Suspicious, right? Apparently not to the vitriolic and frothing Mike Adams. Some of my favorite lines:

Within a few days, thanks to the votes of our very large base of readers, myself and Dr. Mercola were leading the health category, having taken the #1 and #2 positions. This was all done with legitimate votes from real people from all over the world who support our work.
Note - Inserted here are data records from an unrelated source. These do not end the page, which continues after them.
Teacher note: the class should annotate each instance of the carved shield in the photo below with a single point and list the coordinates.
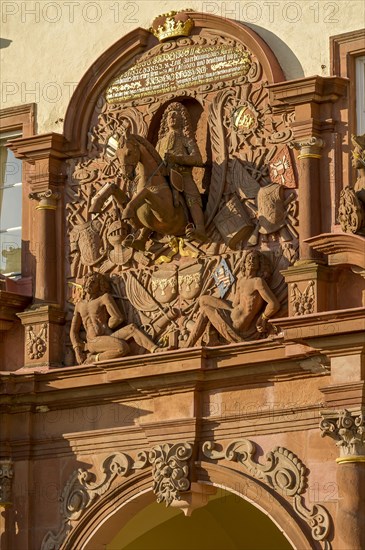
(164, 285)
(90, 242)
(271, 211)
(190, 280)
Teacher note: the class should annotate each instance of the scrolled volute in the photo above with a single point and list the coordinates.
(284, 472)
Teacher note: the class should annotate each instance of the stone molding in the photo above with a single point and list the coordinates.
(348, 430)
(285, 473)
(309, 147)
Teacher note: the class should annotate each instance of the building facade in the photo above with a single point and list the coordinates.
(182, 288)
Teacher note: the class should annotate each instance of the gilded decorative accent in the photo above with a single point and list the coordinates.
(167, 25)
(47, 199)
(36, 344)
(309, 147)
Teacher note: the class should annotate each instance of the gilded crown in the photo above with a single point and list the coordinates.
(172, 24)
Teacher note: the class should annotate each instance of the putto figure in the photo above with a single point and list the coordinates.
(99, 315)
(179, 150)
(236, 323)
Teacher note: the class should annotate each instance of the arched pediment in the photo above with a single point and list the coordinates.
(120, 56)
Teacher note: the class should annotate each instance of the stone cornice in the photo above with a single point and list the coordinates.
(157, 374)
(316, 89)
(328, 326)
(341, 248)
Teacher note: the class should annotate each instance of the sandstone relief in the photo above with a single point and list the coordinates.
(351, 212)
(185, 206)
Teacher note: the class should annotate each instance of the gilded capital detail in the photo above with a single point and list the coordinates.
(309, 147)
(348, 430)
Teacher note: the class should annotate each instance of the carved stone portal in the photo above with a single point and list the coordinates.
(187, 170)
(172, 482)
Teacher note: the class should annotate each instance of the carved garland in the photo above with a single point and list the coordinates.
(285, 473)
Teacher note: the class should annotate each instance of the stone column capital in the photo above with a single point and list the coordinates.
(47, 199)
(348, 430)
(308, 147)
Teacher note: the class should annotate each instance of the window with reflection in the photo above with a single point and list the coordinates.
(10, 208)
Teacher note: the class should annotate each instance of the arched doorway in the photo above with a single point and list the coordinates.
(227, 522)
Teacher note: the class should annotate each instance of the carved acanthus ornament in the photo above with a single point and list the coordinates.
(309, 147)
(285, 473)
(351, 211)
(302, 301)
(6, 476)
(47, 199)
(170, 470)
(348, 430)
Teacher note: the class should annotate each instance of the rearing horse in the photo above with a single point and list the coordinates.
(153, 204)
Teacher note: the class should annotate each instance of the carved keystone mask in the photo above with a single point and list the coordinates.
(164, 285)
(190, 280)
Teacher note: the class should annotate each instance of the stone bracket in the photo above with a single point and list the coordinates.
(348, 430)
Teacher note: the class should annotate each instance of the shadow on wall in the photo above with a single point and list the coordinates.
(289, 62)
(4, 43)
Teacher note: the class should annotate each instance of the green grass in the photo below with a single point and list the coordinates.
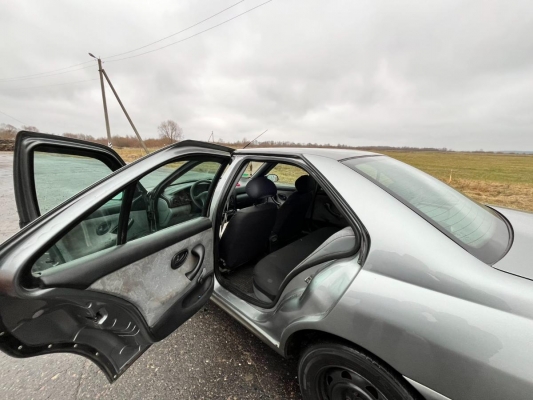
(502, 168)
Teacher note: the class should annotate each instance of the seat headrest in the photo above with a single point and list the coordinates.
(260, 188)
(304, 184)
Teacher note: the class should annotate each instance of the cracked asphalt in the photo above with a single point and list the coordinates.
(209, 357)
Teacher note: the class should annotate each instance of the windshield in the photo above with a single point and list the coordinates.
(477, 228)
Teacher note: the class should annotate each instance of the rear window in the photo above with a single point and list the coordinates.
(477, 228)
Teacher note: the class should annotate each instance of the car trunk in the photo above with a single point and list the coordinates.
(519, 259)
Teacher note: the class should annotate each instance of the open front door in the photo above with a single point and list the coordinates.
(119, 265)
(50, 169)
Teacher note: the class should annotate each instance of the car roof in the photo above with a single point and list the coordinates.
(335, 154)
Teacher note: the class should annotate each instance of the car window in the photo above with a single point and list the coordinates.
(97, 231)
(172, 200)
(477, 228)
(287, 174)
(174, 184)
(58, 177)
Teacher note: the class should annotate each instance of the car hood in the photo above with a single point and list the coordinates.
(519, 259)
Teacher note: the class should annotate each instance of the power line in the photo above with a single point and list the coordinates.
(190, 37)
(56, 84)
(1, 112)
(177, 33)
(43, 73)
(54, 72)
(46, 76)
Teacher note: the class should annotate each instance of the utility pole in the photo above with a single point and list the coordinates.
(102, 75)
(100, 70)
(125, 113)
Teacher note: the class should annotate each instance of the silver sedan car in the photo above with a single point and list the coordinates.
(383, 281)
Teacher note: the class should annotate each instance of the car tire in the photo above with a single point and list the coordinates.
(334, 371)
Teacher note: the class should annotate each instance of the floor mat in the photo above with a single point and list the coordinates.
(242, 278)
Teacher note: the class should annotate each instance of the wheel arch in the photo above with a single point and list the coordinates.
(295, 344)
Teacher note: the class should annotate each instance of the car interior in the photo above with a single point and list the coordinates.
(277, 221)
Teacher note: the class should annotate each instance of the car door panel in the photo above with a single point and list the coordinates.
(152, 284)
(67, 320)
(113, 322)
(284, 192)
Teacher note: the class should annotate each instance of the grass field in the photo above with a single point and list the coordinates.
(499, 179)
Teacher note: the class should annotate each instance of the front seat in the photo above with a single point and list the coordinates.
(247, 234)
(291, 215)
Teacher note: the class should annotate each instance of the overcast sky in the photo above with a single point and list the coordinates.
(456, 74)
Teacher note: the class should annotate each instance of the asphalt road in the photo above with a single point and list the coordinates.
(209, 357)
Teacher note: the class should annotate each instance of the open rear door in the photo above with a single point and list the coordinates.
(115, 267)
(42, 161)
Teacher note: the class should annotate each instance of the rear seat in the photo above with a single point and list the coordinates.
(270, 271)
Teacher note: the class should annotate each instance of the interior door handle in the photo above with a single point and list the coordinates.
(332, 211)
(179, 259)
(198, 251)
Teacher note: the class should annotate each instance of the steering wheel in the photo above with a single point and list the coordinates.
(199, 199)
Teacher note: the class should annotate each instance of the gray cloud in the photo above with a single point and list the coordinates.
(442, 73)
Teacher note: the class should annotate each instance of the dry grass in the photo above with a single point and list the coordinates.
(499, 179)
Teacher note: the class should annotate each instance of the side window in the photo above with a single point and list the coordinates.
(58, 177)
(172, 194)
(286, 174)
(176, 193)
(97, 231)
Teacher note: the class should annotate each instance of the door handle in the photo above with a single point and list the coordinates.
(198, 251)
(178, 260)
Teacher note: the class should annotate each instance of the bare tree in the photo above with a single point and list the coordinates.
(7, 131)
(29, 128)
(170, 131)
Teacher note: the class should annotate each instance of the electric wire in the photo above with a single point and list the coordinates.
(174, 34)
(10, 116)
(56, 84)
(46, 76)
(190, 37)
(57, 71)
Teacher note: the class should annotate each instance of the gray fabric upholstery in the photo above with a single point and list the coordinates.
(291, 215)
(151, 284)
(270, 272)
(260, 188)
(246, 236)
Mr Adams, I don’t know if you’re aware of the nature of Twitter or the Internet at large, but unless you personally spoke to each and every individual who voted for you, I don’t know how you could possibly know this.

I was set to take the top prize, and Dr. Mercola was in a solid second place when some vaccine pushers got word that a couple of “natural medicine whackos” (as they described us) [...]

Wellllll…

But the opposition didn’t stop there: They unleashed a campaign of slanderous and false accusations against NaturalNews readers, accusing the readers of somehow engaging in fraudulent voting.

Again, unless you personally identified every voter, you’re glossing over the fact that it’s very, very simple for an individual to create as many Twitter accounts as they want. I could spend 5 minutes writing a program which does this automatically. Welcome to the internets, Mr Adams.

Without a shred of supporting evidence (because none exists) [...]

Or because you’re really not thinking that hard. Then again, it’s a lot easier to rail against vaccine, recommend purchasing an organic avocado, and sending a patient on their merry way than it is to devote your life to researching the biochemical reactions responsible for various ailments and running countless time-consuming lab tests to discover how to counteract them, isn’t it?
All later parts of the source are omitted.